A Block describes a line of text and is instantiated using
Document.find_block()
,
Document.blocks()
,
Cursor.block()
or
Cursor.blocks()
,
and then knows its pos
and end
in the Document. You can easily iterate
over lines of text using the blocks()
methods.
Getting at the tokens#
Of course, you can get to the tokens by examining the tree, but there are a few
convenience methods. Document.token(pos)
returns the token closest at the
specified position (and on the same line), and Cursor.token()
does the same.
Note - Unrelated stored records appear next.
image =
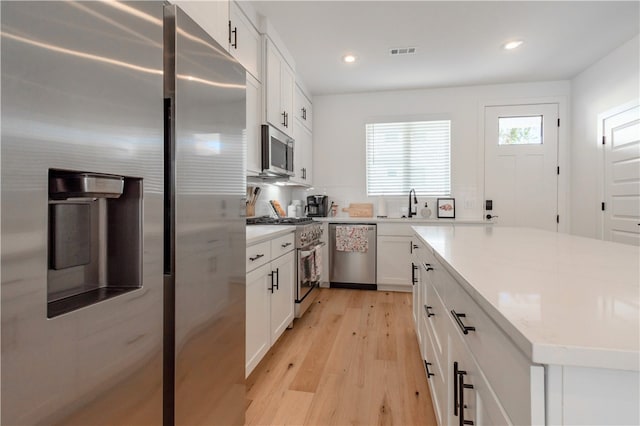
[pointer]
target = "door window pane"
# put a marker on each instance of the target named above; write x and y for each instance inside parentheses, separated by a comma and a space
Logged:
(520, 130)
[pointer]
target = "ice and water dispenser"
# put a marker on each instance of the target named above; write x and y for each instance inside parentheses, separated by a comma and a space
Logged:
(95, 238)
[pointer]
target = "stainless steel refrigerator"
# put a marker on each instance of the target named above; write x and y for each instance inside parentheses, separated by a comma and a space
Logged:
(122, 228)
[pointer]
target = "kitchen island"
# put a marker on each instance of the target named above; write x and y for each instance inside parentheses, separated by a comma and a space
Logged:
(559, 314)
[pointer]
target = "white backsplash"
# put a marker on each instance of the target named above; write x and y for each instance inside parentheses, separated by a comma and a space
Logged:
(397, 206)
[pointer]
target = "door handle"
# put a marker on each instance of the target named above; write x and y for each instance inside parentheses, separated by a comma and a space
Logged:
(277, 285)
(426, 367)
(461, 387)
(465, 328)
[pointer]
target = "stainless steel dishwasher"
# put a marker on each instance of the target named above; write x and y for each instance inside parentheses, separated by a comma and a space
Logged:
(352, 255)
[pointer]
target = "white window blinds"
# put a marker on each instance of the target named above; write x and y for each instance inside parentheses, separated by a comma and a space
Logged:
(402, 156)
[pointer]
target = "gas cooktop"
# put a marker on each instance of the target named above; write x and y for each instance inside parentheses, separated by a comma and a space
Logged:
(267, 220)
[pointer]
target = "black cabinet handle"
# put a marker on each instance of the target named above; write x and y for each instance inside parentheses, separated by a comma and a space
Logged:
(461, 387)
(455, 387)
(426, 367)
(272, 284)
(277, 285)
(235, 37)
(465, 328)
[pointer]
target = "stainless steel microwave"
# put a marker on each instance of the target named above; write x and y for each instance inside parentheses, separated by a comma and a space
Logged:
(277, 152)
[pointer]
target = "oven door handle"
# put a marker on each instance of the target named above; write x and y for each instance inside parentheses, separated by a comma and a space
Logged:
(308, 252)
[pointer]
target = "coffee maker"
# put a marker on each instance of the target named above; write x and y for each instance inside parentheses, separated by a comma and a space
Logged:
(317, 206)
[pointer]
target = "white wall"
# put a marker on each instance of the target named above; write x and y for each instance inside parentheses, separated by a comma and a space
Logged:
(610, 82)
(339, 137)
Cursor.tokens()
yields the tokens in the selected
range, if any.
Block.tokens()
returns a tuple of the
tokens at that line:
>>> from parce import Document
>>> from parce.lang.css import Css
>>> d = Document(Css.root, open('parce/themes/default.css').read())
>>> b = d.find_block(200)
>>> b.tokens()
(<Token 'background' at 203:213 (Name.Property.Definition)>, <Token ':' at 213:214 (Delimiter)>,
<Token 'ivory' at 215:220 (Literal.Color)>, <Token ';' at 220:221 (Delimiter)>)
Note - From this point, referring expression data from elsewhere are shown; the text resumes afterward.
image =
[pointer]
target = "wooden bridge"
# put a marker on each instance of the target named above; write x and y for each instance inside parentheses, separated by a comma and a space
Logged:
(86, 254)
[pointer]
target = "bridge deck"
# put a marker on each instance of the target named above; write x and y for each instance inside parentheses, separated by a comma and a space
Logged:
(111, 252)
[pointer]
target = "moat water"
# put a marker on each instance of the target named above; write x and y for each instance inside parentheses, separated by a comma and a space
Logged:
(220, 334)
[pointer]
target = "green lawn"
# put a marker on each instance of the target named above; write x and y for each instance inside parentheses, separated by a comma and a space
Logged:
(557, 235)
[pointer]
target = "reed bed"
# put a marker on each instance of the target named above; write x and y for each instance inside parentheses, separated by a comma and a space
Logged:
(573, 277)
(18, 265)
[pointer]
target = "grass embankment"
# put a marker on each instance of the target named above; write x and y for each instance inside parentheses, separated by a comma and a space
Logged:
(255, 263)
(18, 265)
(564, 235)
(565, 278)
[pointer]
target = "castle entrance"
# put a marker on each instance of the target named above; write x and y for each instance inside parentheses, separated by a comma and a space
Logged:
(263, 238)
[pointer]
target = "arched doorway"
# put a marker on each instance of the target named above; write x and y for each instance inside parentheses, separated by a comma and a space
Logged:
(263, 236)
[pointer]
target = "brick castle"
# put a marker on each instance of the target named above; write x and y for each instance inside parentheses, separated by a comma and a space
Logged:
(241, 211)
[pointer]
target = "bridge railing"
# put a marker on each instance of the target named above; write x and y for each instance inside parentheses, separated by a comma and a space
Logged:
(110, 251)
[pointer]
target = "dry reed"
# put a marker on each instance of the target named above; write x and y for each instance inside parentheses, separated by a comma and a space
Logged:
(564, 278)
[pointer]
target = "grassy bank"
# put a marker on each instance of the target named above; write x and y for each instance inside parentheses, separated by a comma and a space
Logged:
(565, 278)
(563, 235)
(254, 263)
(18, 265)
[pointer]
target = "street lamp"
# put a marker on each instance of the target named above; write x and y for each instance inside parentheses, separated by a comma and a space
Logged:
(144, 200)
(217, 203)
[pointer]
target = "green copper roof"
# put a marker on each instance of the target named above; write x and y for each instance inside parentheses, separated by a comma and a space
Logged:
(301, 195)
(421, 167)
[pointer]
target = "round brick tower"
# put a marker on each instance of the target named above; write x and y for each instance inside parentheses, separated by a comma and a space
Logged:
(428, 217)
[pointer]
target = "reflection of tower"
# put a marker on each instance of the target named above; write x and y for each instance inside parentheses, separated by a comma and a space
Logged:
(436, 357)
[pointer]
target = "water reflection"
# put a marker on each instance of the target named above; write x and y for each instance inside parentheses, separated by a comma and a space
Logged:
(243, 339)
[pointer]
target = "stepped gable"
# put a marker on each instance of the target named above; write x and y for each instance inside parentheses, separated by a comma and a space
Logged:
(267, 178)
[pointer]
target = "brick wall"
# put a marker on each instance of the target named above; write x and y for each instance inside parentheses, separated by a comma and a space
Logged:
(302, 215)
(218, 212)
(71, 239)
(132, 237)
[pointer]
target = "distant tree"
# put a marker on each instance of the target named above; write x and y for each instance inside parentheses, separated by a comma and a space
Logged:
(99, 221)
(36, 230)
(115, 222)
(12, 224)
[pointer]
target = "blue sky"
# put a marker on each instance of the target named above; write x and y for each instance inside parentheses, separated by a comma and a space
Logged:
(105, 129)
Maintaining a transformation#
Behind the scenes of Document, a Worker
is responsible for
updating the tokenized tree (i.e. running the tree builder), but this same
worker can also update the transformed result of the tokenized tree.
To enable this, all that’s needed is to add a Transformer to the document’s Worker. You can specify a Transformer (and/or a Worker) on Document construction. Here is an example:
>>> from parce.lang.json import Json
>>> from parce import Document
>>> from parce.transform import Transformer
>>> d = Document(Json.root, transformer=Transformer())
>>> d.set_text('{"key": [1, 2, 3, 4, 5]}')
>>> d.get_transform(True)
{'key': [1, 2, 3, 4, 5]}
>>> d.insert(22, ", 6, 7, 8")
>>> d.get_transform(True)
{'key': [1, 2, 3, 4, 5, 6, 7, 8]}
Note that after inserting some text the transformed result automatically gets updated. If all you need is simply the default transformer, construction of a document is even simpler:
>>> import parce
>>> d = parce.Document(parce.find('json'), '{"key": [1, 2, 3]}', transformer=True)
>>> d.get_transform(True)
{'key': [1, 2, 3]}
More goodies#
The parce.Document
class is in fact built from four base classes:
AbstractMutableString
/MutableString
from the mutablestring
module,
AbstractDocument
/Document
from the document
module,
DocumentIOMixin
from the
docio
module and
WorkerDocumentMixin
from the
work
module.
Using parce.DocumentInterface
(which bundles all those base classes),
it is not difficult to design a class that wraps an object representing a text
document in a GUI editor. You need only to provide two methods in your wrapper:
text()
to get all text, and
_update_text()
to change the
text programmatically. When the text is changed,
AbstractDocument
calls
text_changed()
, which in
WorkerDocumentMixin
is implemented to inform the
TreeBuilder about a part of text that needs to be retokenized. Also your
wrapper class should call
text_changed()
whenever the
user has typed in the editor.
Because a Document is basically a mutable string, we added some more nice methods to perform certain actions like search, replace, and substitution using regular expressions. And even undo/redo! See the document module’s documentation.